Whereas FIG. 1 shows that the ring network 1 is a single-loop ring network, FIG. 2 shows a ring network 10 having more than one loop. For the sake of simplicity a single second loop is shown, and the configuring process can also be used in networks containing more than two loops or rings. Here further links are connected to interfaces 33, 43 of nodes 3, 4, which links connect nodes 3 and 4 to other nodes 7 and 8. Even these nodes 7 and 8 each have at least two respective interfaces 71, 72 and 81, 82. Just as in the one-loop ring network 1 according to FIG. 1, one of the nodes, here node 8, is designed as a ring manager in the multi-loop ring network 10 according to FIG. 2 in addition to ring manager 2 (FIG. 1).
Finally, an especially essential point for the invention can be seen in the fact that the participating nodes (here with the reference numerals 2 to 6 in a simple ring network or 2 to 8 in a multiloop ring network) can be used in networks over great distances that can also amount to several kilometers or even more. Thus, the process in accordance with the invention offers a configuration of the redundancy profile of the nodes in a ring network centrally from one location, namely, the ring manager. Thus, it is no longer necessary that the person whose job it is to configure the nodes has to go physically to each node in order to configure it.

Claims

1. In a network having a plurality of nodes each with at least two ports and links connecting the ports in a ring, the improvement wherein one of the nodes is configured as a ring manager capable of configuring the other nodes via the links.

2. The ring network defined in claim 1 wherein the ring manager can send out over the links data packets capable of configuring the ports of the other nodes.

3. The ring network defined in claim 1 wherein there is only one ring manager in the network.

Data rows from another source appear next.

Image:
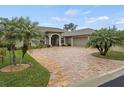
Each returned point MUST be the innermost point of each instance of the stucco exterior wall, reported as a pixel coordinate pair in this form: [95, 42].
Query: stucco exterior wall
[80, 41]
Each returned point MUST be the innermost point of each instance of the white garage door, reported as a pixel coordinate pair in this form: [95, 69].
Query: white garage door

4. The ring network defined in claim 1, further comprising

a second ring network including a plurality of second nodes each with two respective ports and second links connecting the ports of the second nodes in a ring, one of the other nodes of the first-mentioned ring network having interfaces connected to links of the second network, the ring manager being capable of configuring the second nodes via the one other node.

5. The ring network defined in claim 1 wherein one of the nodes is configured as a redundancy manager.

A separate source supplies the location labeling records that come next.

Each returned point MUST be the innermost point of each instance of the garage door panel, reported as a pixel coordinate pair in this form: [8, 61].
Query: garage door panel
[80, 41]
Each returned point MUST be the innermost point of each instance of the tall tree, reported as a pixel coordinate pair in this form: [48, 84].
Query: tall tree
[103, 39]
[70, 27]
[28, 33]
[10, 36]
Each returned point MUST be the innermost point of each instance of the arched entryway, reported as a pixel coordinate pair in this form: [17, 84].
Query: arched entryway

6. The ring network defined in claim 1 wherein the links are hard-wired.

7. A method of configuring nodes connected in a network wherein each of the nodes has at least two interfaces and links connect the nodes in a ring, the method comprising establishing one of the nodes as a ring manager and using it to send data packets via the links to the other nodes and configure the other nodes with the data packets.

8. The method defined in claim 7 wherein each of the other nodes uses the data packets from the ring manager to configure itself and any other nodes connected to itself.

9. The method defined in claim 7 wherein the data packets are circulated on the links through the nodes until all the other nodes are configured.